SUCCESS CASE #BigData #DataPlatform
Relational Data Platform Design and Construction
STRUCTURALIA is an international graduate school specialized in engineering, infrastructure, energy, building, digital transformation and new technologies.
It has trained more than 115,000 students in 52 countries. It has offices in Spain, Colombia, Mexico, Peru, Chile, Puerto Rico and Central America.
Adapting the business to current and future needs
According to Harvard Business Review, the oil of the 21st century is the data that every company generates. But not all companies know or are prepared to extract value from it, which has a direct or indirect impact on their revenues.
Many companies have had data processing systems in place for some time, but these are structures designed to solve a specific situations or not designed to meet future needs, such as data exploitation.
It is essential to build elastic and scalable technological infrastructures that can perform in current environments and predict their performance under different conditions. Public cloud environments allow and facilitate the design of modernized and self-managed infrastructures suitable for the evolution of data platforms that allow ingesting, processing and exploiting information with greater capabilities. This will eventually lead the company to become a data-driven organization, that is, a company that can make decisions directly from its generated data.
Structuralia had data platform and data ingestion and transformation systems in AWS. But these processes and data platform did not have the reliability, scalability and growth capacity that Structuralia demanded to be able to provide advanced analytics and BI services to its customers.
To address these shortcomings, Keepler began a process of modernization of its platform, designing and building a data platform in AWS connecting with relational databases, APIs and third-party; allowing the orchestration of workflows for data ingestion and transformation with the possibility of data ingestion in RT, NRT and batch format.
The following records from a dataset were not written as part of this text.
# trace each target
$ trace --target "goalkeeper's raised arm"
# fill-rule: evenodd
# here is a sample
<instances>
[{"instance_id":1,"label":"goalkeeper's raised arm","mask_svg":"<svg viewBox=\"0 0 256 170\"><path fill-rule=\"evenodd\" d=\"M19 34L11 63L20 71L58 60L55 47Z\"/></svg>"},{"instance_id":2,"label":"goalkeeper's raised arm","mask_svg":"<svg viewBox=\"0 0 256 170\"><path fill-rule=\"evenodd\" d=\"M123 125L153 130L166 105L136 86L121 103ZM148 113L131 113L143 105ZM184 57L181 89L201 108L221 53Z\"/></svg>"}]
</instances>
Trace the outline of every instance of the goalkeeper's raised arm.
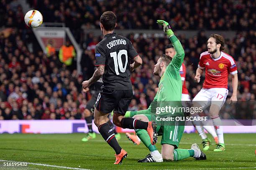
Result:
<instances>
[{"instance_id":1,"label":"goalkeeper's raised arm","mask_svg":"<svg viewBox=\"0 0 256 170\"><path fill-rule=\"evenodd\" d=\"M175 69L179 71L185 56L185 52L178 38L174 35L168 22L163 20L157 20L157 22L158 24L163 25L164 31L167 35L169 40L172 43L175 50L176 53L170 64L173 64Z\"/></svg>"}]
</instances>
To achieve this, three milestones were defined in order to meet the client’s requirements:
- The architecture should allow implementing the first use case and scaling with new data sources and analytical needs in an agile and flexible way.
- Relational data ingestion must be done by building connectors and orchestrating the data flow with the selected data sources.
- Data must be accessible via APIs and exploitable both directly through a BI tool and indirectly.
In order to achieve the milestones set for this project, the following main objectives were established:
- Securely ingest data through the Database Migration Service (DMS). The loads performed through this process will be total and daily.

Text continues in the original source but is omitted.